Back to the Hindustan Unilever Limited pitch    Open the pitch book    Download POC checklist (Excel)
SCIKIQ · Account Brief

Hindustan Unilever Limited — account brief & discovery

The working notes behind the pitch: where they are on the maturity curve, who's in the buying group, the questions to ask, and how we're positioned against the alternatives.

Internal · for the account team
The thesis

Why Hindustan Unilever Limited, why now

Account thesis

Hindustan Unilever Limited (HUL), India's largest FMCG company, is doubling down on consumer-led growth, premiumisation, digital innovation, and omni-channel expansion to defend and grow share across its Home Care, Beauty & Wellbeing, Personal Care, and Foods & Refreshment businesses. HUL's leadership is investing in advanced analytics, supply chain agility, and contextual consumer insights to outpace nimble competitors and capture premium demand, especially in high-growth segments like skin care. However, data silos across legacy systems, fragmented consumer touchpoints, and the need for real-time, AI-driven decisioning are limiting speed and margin. SCIKIQ can directly activate HUL's data for faster product innovation, margin improvement, and competitive edge — especially in premium categories where speed to insight and execution is critical.

Why SCIKIQ for Hindustan Unilever Limited — the proof that lands
  • 85% faster data integration enables rapid unification of consumer, sales, and supply chain data across HUL's complex product portfolio.
  • 70% lower data-prep cost supports cost-effective analytics for category managers and brand teams, freeing up margin for innovation.
  • 5x faster time-to-market for data products empowers HUL to respond to emerging beauty and personal care trends ahead of competitors.
  • 95% fewer compliance violations de-risks omni-channel expansion and regulatory reporting in India's evolving FMCG landscape.
Maturity

HUL is advancing from siloed reporting to enterprise-wide contextual intelligence, but is not yet leveraging autonomous AI agents.

From silos and dashboards to autonomous execution. Our read of Hindustan Unilever Limited's current stage is highlighted.

Stage 1

Reporting & Silos

Fragmented reporting across brands, categories, and channels; manual data pulls and reconciliation.

  • Brand/category teams rely on Excel or local BI tools.
  • Consumer and supply chain data not unified.
  • Slow response to market shifts.
Likely today
Stage 2

Enterprise 360

Integrated data hubs provide consolidated views of sales, supply chain, and consumer metrics; improved but still descriptive analytics.

  • Central dashboards for product/category P&L.
  • Some cross-channel consumer insight.
  • Data still not contextualized for AI/ML.
Stage 3

Reasoning: Graph + Copilot

Knowledge graphs model relationships (e.g., consumer-product-channel); AI copilots answer 'why' and 'what if' for growth, margin, and risk.

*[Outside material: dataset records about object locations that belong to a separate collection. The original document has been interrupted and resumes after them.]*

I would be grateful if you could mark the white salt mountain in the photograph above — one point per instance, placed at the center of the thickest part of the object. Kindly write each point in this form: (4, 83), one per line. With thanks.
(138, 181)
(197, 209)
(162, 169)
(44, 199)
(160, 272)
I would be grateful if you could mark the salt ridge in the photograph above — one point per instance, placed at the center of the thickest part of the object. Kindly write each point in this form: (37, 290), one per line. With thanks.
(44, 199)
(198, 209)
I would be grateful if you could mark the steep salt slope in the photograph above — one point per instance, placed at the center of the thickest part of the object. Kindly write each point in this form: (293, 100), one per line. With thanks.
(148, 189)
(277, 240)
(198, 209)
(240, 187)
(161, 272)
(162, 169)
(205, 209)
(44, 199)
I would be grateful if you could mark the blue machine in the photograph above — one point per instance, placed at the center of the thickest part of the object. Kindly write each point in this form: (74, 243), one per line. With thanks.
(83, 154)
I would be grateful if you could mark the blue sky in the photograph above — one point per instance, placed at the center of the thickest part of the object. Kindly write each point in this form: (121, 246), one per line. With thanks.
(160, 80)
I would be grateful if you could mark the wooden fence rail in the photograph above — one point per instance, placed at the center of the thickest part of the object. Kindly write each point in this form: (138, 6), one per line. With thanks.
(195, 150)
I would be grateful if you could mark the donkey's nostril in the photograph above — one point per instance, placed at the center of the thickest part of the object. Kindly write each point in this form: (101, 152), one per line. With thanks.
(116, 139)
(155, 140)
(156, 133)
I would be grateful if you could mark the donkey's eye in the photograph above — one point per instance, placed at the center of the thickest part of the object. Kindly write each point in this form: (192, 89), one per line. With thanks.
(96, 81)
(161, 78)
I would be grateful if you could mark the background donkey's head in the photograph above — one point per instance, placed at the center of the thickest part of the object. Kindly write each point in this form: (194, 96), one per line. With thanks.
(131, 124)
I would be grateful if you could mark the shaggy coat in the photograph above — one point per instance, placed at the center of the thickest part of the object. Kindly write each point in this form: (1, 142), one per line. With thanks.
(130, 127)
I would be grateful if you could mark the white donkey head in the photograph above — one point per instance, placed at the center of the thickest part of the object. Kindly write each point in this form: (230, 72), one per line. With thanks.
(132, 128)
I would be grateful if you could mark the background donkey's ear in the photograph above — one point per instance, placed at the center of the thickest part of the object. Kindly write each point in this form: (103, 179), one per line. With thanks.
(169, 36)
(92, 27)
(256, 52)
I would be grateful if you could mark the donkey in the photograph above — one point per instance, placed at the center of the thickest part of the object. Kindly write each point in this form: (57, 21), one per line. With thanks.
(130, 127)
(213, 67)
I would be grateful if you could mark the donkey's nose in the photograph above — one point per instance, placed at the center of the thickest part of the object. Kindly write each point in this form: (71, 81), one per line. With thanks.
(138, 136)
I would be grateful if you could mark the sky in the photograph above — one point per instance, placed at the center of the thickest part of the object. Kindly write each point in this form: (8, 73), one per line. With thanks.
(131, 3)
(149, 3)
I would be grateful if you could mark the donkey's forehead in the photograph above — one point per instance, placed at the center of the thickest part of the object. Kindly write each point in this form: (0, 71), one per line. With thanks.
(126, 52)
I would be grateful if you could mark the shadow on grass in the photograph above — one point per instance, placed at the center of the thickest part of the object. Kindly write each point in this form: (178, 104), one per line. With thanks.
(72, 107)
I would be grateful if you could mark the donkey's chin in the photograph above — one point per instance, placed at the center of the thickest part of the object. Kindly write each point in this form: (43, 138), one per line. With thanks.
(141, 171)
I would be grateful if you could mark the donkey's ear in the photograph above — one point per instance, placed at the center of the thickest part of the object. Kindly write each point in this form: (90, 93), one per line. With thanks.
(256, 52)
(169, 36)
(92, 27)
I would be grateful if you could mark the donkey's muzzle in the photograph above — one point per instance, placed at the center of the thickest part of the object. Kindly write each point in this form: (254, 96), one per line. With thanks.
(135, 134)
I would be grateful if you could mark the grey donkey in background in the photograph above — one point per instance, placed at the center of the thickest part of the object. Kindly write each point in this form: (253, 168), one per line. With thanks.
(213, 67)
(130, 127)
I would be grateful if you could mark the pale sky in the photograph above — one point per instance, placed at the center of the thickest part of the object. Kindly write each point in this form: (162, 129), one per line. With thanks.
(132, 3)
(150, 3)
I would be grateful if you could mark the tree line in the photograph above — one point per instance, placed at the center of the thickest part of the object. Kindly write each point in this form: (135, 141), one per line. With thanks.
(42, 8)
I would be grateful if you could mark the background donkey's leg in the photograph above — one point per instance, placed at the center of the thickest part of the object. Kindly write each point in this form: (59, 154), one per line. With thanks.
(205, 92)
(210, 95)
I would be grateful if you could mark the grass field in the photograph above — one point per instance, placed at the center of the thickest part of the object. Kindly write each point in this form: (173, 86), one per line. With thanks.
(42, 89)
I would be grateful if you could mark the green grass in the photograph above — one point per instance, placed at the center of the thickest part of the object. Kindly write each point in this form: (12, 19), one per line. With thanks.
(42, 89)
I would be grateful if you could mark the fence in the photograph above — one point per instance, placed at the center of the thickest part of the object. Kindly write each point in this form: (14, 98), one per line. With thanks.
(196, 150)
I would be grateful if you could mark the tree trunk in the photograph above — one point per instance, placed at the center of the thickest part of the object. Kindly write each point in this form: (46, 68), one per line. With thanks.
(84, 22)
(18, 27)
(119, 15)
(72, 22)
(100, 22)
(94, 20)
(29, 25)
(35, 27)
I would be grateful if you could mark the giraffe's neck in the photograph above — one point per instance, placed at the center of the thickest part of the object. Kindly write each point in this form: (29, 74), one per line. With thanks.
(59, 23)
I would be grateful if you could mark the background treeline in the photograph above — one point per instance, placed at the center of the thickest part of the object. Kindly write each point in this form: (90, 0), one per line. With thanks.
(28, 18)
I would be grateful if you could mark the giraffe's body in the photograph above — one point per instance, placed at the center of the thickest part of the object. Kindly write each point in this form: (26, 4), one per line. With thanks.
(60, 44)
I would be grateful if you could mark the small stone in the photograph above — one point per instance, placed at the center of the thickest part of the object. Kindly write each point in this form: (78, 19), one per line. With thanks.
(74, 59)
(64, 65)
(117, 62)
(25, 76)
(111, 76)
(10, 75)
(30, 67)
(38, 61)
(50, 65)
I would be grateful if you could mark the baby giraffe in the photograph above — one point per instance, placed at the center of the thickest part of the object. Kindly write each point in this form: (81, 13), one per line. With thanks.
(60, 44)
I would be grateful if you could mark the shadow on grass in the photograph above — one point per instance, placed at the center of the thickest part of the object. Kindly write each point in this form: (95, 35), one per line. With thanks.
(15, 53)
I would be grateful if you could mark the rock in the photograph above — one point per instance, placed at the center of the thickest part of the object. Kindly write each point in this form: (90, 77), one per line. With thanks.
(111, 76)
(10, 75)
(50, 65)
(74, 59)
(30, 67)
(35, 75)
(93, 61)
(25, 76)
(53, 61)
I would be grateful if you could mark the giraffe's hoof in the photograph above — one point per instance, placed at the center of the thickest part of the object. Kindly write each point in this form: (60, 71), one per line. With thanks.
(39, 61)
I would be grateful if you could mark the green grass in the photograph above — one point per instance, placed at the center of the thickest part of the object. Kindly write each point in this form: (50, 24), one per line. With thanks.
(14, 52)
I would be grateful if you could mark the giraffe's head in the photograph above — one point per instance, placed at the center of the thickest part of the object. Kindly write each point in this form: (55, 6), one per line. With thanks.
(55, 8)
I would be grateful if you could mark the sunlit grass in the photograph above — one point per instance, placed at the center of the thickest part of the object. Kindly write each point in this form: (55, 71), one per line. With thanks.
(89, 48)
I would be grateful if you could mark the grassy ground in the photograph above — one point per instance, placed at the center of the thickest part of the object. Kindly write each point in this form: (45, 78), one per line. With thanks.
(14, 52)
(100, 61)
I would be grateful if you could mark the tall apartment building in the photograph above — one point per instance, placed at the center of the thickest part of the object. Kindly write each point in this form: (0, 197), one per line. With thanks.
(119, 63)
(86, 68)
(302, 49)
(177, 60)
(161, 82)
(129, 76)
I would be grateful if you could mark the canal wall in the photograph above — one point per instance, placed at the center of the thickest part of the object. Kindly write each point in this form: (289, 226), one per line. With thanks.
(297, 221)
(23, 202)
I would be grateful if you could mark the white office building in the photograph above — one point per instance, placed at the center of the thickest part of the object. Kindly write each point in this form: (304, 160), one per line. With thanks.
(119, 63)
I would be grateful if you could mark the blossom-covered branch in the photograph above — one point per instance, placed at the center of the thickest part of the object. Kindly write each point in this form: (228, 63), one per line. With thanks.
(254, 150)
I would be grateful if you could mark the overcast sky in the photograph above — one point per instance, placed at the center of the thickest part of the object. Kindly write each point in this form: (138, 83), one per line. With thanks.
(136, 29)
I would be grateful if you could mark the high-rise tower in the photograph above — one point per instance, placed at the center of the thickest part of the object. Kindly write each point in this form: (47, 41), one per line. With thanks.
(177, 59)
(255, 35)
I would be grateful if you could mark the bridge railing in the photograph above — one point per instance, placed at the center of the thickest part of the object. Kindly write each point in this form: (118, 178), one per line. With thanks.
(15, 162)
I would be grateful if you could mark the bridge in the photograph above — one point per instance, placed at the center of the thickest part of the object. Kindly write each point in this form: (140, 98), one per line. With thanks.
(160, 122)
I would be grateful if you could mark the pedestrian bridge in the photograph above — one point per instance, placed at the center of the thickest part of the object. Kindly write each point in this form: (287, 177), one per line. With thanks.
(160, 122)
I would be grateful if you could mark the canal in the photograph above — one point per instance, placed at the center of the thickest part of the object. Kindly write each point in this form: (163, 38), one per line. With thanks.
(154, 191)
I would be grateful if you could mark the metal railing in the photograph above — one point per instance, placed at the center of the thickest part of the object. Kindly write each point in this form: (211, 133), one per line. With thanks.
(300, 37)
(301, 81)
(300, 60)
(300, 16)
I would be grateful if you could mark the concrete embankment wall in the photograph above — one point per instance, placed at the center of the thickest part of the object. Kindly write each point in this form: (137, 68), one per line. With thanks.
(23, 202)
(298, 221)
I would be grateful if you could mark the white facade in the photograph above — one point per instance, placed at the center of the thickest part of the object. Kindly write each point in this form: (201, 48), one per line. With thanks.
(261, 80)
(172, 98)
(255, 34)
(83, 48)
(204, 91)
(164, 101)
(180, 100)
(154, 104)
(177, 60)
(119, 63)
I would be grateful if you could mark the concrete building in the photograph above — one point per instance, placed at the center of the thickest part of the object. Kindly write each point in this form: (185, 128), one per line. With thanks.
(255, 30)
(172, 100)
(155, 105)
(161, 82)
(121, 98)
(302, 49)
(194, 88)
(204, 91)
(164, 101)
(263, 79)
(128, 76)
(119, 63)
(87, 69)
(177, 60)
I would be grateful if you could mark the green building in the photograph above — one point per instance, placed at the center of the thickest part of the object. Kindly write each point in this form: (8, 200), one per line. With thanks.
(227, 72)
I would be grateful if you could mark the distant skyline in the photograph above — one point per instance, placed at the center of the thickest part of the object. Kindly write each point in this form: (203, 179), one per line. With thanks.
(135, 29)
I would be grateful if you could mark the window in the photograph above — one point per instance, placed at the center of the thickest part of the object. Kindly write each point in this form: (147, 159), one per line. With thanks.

  • Semantic search over consumer and supply chain data.
  • Root-cause analysis of sales/margin events.
  • AI-assisted scenario planning.
Stage 4

Autonomous: Agents

AI agents autonomously optimize pricing, inventory, and marketing across brands and channels, executing directly in core systems.

  • Automated price/promo optimization.
  • Self-healing supply chain actions.
  • Closed-loop compliance and margin protection.
Stakeholder map

Who's in the room — and the line that lands

The buying group for an enterprise-AI platform, with each persona's concern and the message that resonates.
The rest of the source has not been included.